Mary Harris "Mother" Jones (August 1, 1837 – November 30, 1930), born in Cork, Ireland, was a prominent American labor and community organizer, who helped coordinate major strikes and co-founded the Industrial Workers of the World.
She worked as a teacher and dressmaker but after her husband and four children all died of yellow fever and her workshop was destroyed in a fire in 1871 she began working as an organizer for the Knights of Labor and the United Mine Workers union.
She was a very effective speaker, punctuating her speeches with stories, audience participation, humor and dramatic stunts. From 1897 (when she was 60) she was known as Mother Jones and in 1902 she was called "the most dangerous woman in America" for her success in organizing mine workers and their families against the mine owners. In 1903, upset about the lax enforcement of the child labor laws in the Pennsylvania mines and silk mills, she organized a Children's March from Philadelphia to the home of then president Theodore Roosevelt in New York.

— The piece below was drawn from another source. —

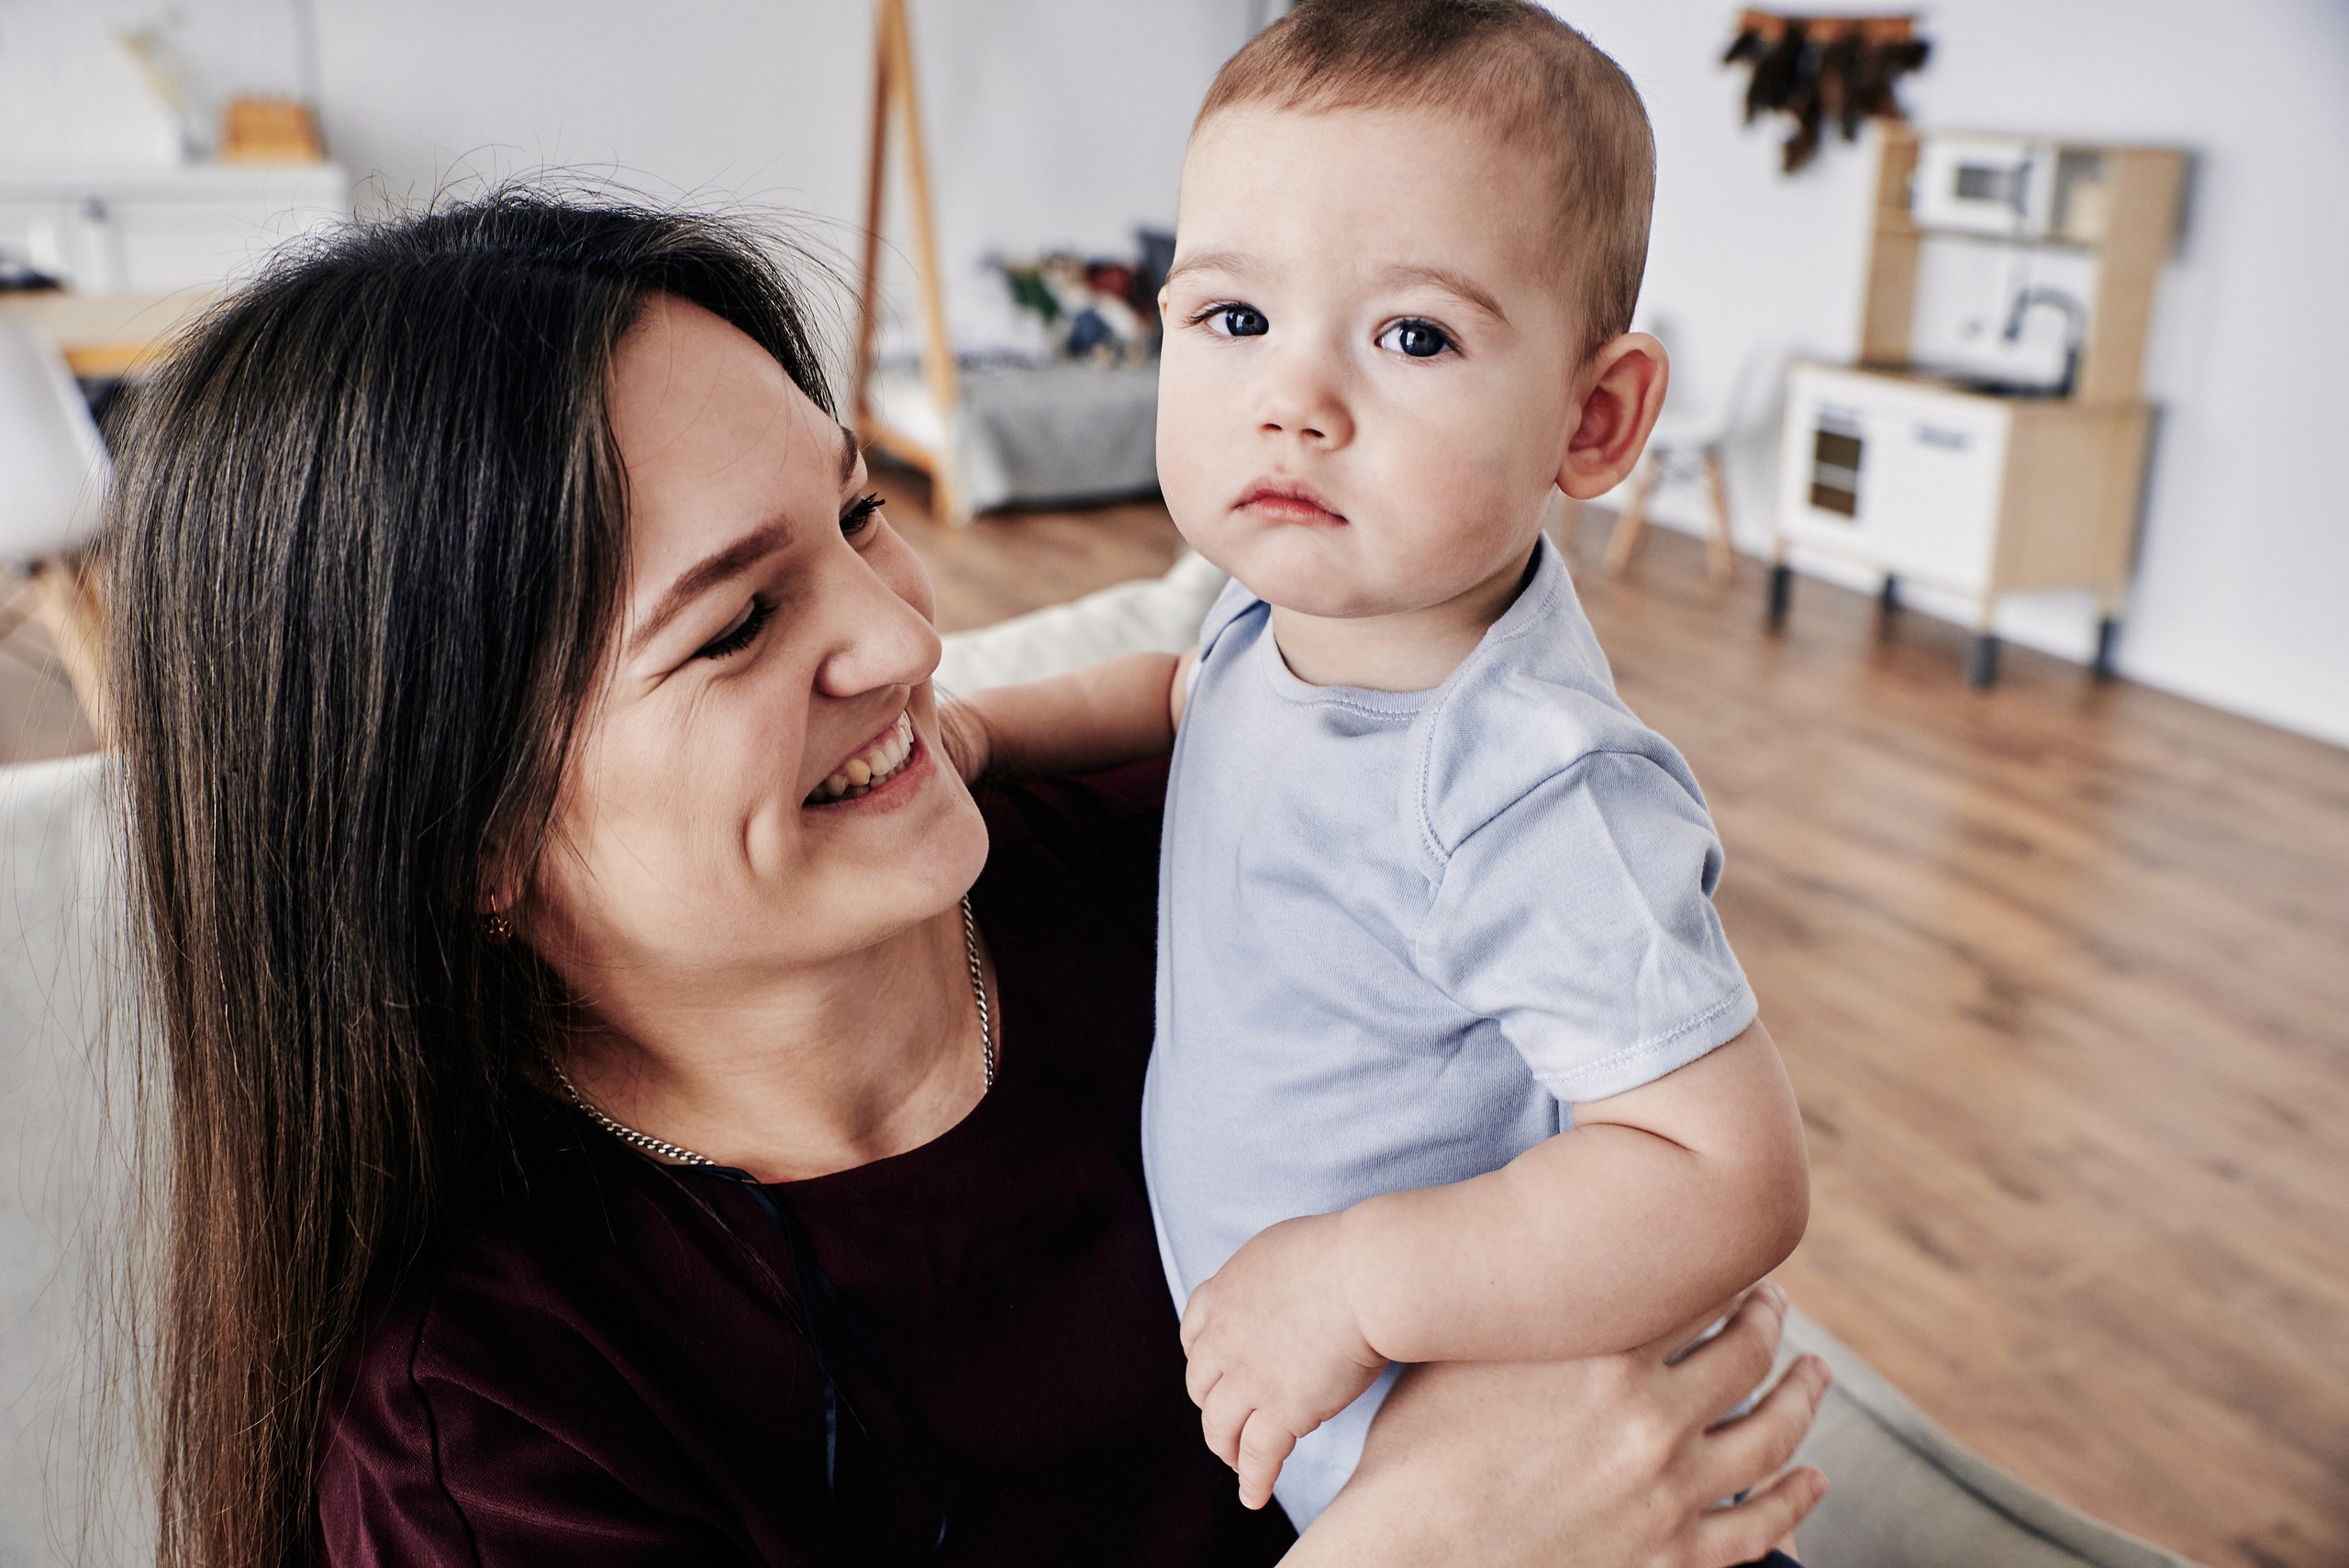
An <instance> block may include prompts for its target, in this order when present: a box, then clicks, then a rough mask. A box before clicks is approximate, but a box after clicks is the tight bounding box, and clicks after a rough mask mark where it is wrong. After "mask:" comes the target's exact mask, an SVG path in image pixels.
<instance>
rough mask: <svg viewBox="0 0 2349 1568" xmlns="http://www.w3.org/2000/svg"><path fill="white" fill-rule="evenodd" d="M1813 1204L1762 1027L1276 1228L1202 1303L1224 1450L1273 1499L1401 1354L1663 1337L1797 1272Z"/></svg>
mask: <svg viewBox="0 0 2349 1568" xmlns="http://www.w3.org/2000/svg"><path fill="white" fill-rule="evenodd" d="M1809 1214H1811V1181H1809V1160H1806V1155H1804V1145H1802V1120H1799V1117H1797V1110H1795V1091H1792V1087H1790V1084H1788V1080H1785V1068H1783V1066H1781V1061H1778V1047H1776V1045H1771V1038H1769V1033H1766V1030H1764V1028H1762V1026H1759V1023H1752V1026H1750V1028H1745V1033H1741V1035H1738V1038H1734V1040H1729V1042H1727V1045H1722V1047H1719V1049H1715V1052H1708V1054H1705V1056H1701V1059H1696V1061H1691V1063H1689V1066H1684V1068H1680V1070H1677V1073H1670V1075H1665V1077H1658V1080H1656V1082H1651V1084H1642V1087H1640V1089H1630V1091H1628V1094H1618V1096H1614V1099H1604V1101H1590V1103H1581V1106H1576V1108H1574V1131H1567V1134H1560V1136H1555V1138H1548V1141H1546V1143H1539V1145H1534V1148H1529V1150H1527V1153H1525V1155H1520V1157H1517V1160H1513V1162H1510V1164H1506V1167H1501V1169H1499V1171H1492V1174H1489V1176H1478V1178H1473V1181H1461V1183H1452V1185H1442V1188H1421V1190H1414V1192H1388V1195H1384V1197H1372V1199H1365V1202H1360V1204H1355V1207H1353V1209H1344V1211H1339V1214H1318V1216H1306V1218H1297V1221H1287V1223H1280V1225H1273V1228H1268V1230H1264V1232H1261V1235H1257V1237H1254V1239H1252V1242H1250V1244H1247V1246H1243V1249H1240V1251H1238V1253H1233V1258H1231V1261H1229V1263H1226V1265H1224V1268H1221V1270H1219V1272H1217V1275H1214V1277H1212V1279H1207V1282H1205V1284H1203V1286H1200V1289H1198V1291H1196V1293H1193V1296H1191V1303H1189V1307H1186V1312H1184V1319H1182V1336H1184V1350H1186V1352H1189V1357H1191V1371H1189V1380H1191V1397H1193V1399H1196V1401H1198V1404H1200V1422H1203V1427H1205V1434H1207V1446H1210V1448H1214V1451H1217V1453H1221V1455H1224V1462H1229V1465H1233V1467H1236V1469H1238V1472H1240V1495H1243V1500H1245V1502H1247V1505H1250V1507H1259V1505H1261V1502H1264V1500H1266V1498H1268V1495H1271V1483H1273V1476H1278V1472H1280V1465H1283V1460H1285V1458H1287V1453H1290V1448H1292V1446H1294V1441H1297V1437H1301V1434H1306V1432H1311V1430H1313V1427H1315V1425H1320V1422H1322V1420H1327V1418H1330V1415H1334V1413H1337V1411H1339V1408H1344V1406H1346V1404H1348V1401H1353V1397H1355V1394H1360V1392H1362V1390H1365V1387H1369V1383H1372V1378H1377V1373H1379V1368H1381V1366H1384V1364H1386V1361H1557V1359H1569V1357H1588V1354H1611V1352H1621V1350H1626V1347H1630V1345H1642V1343H1647V1340H1651V1338H1654V1336H1658V1333H1665V1331H1668V1329H1670V1326H1672V1324H1677V1322H1682V1319H1687V1317H1691V1314H1694V1312H1701V1310H1703V1305H1705V1303H1710V1300H1722V1298H1727V1296H1734V1293H1736V1291H1738V1289H1743V1286H1745V1284H1750V1282H1755V1279H1759V1277H1762V1275H1766V1272H1769V1270H1771V1268H1776V1265H1778V1263H1781V1261H1783V1258H1785V1256H1788V1253H1790V1251H1795V1242H1799V1239H1802V1230H1804V1223H1806V1221H1809Z"/></svg>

The magazine Mother Jones, established in 1970, is named after her.
In the 1989–90 Pittston Coal strike the wives and daughters of the miners organized themselves as the "Daughters of Mother Jones" and represented the strikers to the press.
She was born Mary Harris, the daughter of a Roman Catholic tenant farmer, Richard Harris and his wife Ellen Cotter, on the northside of Cork city, Ireland. Some recent materials list her birthday as August 1, 1837, although she claimed her birthdate to be May 1, 1830. Her claims to an earlier date may have been an appeal to her grandmotherly image. The date of May 1 was possibly chosen symbolically, to represent the national labor holiday and anniversary of the Haymarket affair.